Effects of Pre-Season Training on the Sleep Characteristics of Professional Rugby League Players

Thornton, H. R.; Delaney, J. A.; Duthie, G. M.; Dascombe, B. J.

Purpose: To investigate the influence of daily and exponentially-weighted moving training loads on subsequent night-time sleep.

Methods: Sleep of fourteen professional rugby league athletes competing in the National Rugby League competition was recorded using wristwatch actigraphy. Physical demands were quantified using GPS technology, including total distance (TD), high-speed distance (HSD), acceleration/deceleration load (SumAccDec; AU), and session rating of perceived exertion (sRPE; AU).
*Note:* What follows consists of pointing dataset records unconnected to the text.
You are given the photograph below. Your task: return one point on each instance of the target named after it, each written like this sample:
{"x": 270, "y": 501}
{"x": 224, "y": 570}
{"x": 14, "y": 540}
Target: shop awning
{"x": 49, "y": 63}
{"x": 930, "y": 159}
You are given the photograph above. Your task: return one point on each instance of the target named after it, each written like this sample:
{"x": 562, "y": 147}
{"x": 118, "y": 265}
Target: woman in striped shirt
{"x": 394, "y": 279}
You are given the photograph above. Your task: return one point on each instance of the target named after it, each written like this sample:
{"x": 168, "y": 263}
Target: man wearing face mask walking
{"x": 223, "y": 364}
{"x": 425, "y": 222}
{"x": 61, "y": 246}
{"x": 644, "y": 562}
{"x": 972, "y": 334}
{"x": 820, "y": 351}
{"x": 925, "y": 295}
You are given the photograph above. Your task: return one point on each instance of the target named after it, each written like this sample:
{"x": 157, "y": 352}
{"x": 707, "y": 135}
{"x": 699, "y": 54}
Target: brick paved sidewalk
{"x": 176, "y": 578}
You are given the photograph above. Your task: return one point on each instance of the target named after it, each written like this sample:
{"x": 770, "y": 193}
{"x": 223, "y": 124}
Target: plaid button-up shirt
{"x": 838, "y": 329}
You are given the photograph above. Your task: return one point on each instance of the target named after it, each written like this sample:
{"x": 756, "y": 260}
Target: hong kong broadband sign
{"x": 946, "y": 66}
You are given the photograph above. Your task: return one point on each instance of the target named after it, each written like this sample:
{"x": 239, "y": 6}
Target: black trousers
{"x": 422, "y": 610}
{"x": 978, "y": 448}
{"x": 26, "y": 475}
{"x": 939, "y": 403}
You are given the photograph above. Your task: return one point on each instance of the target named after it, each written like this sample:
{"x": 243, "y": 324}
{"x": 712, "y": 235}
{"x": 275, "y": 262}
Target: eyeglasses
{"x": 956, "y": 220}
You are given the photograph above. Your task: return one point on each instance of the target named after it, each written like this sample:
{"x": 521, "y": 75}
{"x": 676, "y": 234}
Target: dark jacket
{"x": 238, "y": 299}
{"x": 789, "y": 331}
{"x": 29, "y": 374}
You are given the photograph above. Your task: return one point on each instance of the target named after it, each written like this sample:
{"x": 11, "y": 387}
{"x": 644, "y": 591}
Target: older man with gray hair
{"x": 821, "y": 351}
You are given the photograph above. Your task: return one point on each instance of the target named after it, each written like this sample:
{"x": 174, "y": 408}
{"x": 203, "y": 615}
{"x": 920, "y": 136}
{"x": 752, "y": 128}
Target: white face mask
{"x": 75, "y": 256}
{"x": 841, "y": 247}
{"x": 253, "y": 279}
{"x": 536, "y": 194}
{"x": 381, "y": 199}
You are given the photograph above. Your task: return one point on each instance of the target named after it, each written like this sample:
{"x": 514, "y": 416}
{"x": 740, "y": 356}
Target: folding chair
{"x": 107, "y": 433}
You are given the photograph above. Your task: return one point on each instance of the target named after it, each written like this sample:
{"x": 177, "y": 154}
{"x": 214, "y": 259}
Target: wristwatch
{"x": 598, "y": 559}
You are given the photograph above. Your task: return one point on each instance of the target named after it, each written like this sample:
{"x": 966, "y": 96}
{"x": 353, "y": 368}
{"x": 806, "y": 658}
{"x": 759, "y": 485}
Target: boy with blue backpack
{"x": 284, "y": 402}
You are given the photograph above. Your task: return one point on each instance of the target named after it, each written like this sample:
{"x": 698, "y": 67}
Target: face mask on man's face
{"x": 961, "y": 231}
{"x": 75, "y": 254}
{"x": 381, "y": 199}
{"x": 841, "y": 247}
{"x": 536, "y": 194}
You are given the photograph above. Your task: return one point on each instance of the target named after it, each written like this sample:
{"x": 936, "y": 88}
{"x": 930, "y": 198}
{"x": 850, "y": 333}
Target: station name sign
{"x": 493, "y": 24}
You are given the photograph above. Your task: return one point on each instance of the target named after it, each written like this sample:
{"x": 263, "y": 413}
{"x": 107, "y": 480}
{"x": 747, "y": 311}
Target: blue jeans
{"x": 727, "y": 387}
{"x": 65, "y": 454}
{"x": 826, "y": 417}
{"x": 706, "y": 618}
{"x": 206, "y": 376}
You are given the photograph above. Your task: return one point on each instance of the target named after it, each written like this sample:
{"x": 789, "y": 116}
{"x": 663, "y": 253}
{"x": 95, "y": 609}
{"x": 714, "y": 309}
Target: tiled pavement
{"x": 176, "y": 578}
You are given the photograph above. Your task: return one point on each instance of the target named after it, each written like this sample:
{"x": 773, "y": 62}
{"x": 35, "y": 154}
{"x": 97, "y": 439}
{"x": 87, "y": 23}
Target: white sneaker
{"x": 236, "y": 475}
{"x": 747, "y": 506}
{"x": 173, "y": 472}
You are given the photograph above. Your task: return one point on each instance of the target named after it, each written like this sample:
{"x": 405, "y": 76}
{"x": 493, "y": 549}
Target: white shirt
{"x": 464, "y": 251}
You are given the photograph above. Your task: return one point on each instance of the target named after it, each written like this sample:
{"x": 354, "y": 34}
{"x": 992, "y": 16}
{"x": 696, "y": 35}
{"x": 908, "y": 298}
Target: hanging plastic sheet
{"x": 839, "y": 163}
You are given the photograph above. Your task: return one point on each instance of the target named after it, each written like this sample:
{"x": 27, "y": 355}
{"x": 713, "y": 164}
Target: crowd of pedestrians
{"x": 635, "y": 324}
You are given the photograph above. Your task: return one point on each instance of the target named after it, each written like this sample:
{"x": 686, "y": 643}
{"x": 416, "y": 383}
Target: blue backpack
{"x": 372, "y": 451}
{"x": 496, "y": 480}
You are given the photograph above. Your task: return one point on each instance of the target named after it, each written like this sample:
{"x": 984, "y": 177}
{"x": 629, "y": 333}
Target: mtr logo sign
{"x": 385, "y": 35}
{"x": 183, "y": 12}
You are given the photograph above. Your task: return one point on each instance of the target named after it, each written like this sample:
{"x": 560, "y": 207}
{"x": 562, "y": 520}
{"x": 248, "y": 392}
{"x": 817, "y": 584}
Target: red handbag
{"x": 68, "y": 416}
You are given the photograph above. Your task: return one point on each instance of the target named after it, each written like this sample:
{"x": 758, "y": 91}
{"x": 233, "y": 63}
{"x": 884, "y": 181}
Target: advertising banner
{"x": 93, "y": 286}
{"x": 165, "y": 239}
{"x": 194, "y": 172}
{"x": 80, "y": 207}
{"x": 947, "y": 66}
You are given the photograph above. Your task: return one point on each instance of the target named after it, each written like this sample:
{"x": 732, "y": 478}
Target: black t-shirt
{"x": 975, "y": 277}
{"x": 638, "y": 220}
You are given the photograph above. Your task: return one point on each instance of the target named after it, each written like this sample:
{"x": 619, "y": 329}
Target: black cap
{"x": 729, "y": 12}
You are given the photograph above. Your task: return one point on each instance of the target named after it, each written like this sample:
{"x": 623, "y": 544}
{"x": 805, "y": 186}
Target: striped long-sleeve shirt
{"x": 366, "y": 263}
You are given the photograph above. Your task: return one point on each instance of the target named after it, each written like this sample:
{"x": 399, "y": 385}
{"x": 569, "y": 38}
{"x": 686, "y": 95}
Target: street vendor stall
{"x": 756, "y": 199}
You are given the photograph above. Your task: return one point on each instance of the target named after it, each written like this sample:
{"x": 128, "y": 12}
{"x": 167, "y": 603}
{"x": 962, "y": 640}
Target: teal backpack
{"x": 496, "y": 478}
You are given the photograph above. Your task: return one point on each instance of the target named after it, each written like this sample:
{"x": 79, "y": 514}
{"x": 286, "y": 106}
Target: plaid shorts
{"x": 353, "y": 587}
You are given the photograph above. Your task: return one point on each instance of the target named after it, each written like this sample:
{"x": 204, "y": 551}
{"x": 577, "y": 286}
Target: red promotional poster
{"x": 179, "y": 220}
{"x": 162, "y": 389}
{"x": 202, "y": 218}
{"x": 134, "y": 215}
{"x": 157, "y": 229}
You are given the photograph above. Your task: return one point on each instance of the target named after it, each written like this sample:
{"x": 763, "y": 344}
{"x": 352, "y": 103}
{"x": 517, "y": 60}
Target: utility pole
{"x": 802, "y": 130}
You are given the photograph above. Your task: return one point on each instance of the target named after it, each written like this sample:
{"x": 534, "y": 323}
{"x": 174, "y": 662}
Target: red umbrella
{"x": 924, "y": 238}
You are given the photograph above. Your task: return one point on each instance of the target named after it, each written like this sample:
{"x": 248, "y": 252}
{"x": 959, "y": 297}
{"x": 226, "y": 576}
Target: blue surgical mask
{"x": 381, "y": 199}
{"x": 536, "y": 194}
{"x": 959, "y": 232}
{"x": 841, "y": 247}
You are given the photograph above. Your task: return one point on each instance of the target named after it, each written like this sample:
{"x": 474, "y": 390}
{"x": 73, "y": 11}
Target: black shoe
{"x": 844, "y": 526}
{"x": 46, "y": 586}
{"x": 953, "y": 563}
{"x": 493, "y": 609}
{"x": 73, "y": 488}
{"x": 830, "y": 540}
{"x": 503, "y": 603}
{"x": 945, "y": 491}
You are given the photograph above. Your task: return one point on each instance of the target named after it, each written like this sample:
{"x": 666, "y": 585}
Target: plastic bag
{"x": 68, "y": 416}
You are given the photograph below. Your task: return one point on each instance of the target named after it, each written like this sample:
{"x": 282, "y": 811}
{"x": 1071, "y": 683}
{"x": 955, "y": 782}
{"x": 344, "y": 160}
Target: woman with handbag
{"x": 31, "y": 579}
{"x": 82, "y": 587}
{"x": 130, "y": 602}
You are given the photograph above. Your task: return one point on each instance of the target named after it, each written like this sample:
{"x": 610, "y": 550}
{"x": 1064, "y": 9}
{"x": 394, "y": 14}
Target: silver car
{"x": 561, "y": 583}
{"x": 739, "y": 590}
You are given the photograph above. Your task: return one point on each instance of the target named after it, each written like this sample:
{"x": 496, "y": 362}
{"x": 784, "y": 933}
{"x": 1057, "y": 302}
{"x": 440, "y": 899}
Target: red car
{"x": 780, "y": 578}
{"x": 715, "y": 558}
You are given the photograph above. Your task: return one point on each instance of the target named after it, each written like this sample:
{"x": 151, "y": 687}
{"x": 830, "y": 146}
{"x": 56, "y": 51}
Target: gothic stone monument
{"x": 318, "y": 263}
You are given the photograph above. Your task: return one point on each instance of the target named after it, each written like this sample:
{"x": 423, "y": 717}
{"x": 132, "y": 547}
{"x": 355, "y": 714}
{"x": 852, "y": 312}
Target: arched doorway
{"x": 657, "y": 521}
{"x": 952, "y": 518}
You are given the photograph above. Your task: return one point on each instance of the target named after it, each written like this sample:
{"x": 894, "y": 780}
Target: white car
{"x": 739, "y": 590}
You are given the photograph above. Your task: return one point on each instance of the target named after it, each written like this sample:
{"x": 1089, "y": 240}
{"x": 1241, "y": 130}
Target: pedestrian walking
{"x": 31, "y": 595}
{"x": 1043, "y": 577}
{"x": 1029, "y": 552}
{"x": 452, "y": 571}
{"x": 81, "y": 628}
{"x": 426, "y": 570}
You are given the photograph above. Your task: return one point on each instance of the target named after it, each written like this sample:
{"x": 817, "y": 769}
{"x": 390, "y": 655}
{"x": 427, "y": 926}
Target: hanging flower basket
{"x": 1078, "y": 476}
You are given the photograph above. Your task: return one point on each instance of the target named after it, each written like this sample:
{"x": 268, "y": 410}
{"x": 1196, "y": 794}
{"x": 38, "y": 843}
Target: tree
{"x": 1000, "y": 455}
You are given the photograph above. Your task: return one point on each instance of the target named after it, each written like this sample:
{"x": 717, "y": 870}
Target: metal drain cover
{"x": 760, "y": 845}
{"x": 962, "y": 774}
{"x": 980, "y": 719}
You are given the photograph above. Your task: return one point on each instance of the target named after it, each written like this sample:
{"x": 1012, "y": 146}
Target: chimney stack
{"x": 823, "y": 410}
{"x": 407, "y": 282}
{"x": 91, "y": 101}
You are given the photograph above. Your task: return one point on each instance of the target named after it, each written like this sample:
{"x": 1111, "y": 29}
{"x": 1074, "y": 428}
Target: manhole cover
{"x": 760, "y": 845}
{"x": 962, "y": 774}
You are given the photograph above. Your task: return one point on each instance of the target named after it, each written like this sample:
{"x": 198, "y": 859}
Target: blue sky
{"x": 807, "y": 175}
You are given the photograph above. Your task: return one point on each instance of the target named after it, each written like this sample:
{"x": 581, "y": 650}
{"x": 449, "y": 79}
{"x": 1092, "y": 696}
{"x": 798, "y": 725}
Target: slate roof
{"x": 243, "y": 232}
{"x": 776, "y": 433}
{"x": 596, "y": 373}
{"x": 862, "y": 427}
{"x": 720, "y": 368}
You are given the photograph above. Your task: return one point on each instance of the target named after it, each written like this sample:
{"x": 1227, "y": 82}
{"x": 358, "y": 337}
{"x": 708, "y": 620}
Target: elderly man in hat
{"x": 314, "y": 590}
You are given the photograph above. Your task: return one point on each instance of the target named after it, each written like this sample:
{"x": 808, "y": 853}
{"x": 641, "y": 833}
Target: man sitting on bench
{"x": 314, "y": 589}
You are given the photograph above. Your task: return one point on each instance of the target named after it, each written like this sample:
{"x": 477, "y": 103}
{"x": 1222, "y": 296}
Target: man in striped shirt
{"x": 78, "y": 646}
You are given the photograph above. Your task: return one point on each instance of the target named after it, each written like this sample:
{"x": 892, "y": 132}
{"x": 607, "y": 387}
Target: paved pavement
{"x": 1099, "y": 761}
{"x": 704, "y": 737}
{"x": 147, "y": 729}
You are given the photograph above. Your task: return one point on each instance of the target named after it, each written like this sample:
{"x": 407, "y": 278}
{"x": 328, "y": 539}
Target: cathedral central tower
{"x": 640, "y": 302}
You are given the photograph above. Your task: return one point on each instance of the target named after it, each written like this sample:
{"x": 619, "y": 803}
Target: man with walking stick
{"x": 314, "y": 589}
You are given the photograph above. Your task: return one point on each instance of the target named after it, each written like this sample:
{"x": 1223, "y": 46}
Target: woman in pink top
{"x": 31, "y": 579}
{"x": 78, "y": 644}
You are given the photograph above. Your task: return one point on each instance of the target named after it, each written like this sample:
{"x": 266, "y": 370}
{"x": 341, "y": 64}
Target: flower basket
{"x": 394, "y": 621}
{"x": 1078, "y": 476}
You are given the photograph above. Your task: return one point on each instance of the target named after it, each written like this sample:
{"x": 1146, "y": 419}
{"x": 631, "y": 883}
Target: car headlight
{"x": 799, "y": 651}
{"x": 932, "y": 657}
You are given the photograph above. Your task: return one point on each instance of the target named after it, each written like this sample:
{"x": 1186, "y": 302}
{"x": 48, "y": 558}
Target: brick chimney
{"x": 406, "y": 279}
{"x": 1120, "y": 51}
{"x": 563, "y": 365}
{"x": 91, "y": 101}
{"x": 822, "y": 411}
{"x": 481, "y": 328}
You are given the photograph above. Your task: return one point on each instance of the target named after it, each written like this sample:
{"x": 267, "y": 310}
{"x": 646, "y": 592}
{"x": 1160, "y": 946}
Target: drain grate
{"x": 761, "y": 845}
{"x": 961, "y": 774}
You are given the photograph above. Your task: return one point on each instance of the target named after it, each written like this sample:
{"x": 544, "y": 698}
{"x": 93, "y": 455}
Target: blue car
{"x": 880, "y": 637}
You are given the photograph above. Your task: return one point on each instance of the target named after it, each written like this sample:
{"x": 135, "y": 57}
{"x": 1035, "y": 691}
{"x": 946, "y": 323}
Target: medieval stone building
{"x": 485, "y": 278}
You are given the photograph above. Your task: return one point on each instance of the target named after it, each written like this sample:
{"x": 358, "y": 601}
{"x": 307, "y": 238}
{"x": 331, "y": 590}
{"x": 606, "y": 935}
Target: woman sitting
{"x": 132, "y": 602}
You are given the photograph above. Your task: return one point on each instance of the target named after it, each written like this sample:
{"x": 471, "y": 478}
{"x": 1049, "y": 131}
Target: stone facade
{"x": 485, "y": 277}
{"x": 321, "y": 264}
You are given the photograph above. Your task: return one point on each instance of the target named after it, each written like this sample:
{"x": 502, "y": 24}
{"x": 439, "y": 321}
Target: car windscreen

Linear mixed models determined effects of acute (daily) and sub-acute (three- and seven-day) exponentially-weighted moving averages (EWMA) on sleep.

Results: Higher daily SumAccDec was associated with increased sleep efficiency (effect size correlation; ES = 0.15; ± 0.09) and sleep duration (ES = 0.12; ± 0.09). Greater three-day EWMA SumAccDec was associated with increased sleep efficiency (ES = 0.14; ± 0.09) and an earlier bed time (ES = 0.14; ± 0.09). An increase in 7-day EWMA SumAccDec was associated with heightened sleep efficiency (ES = 0.15; ± 0.09) and earlier bed times (ES = 0.15; ± 0.09).

Conclusions: The direction of the associations between training loads and sleep varied, however the strongest relationships showed that higher training loads increased various measures of sleep. Practitioners should be aware of the increased requirement for sleep during intensified training periods, utilizing this information in the planning and implementation of training and individualized recovery modalities.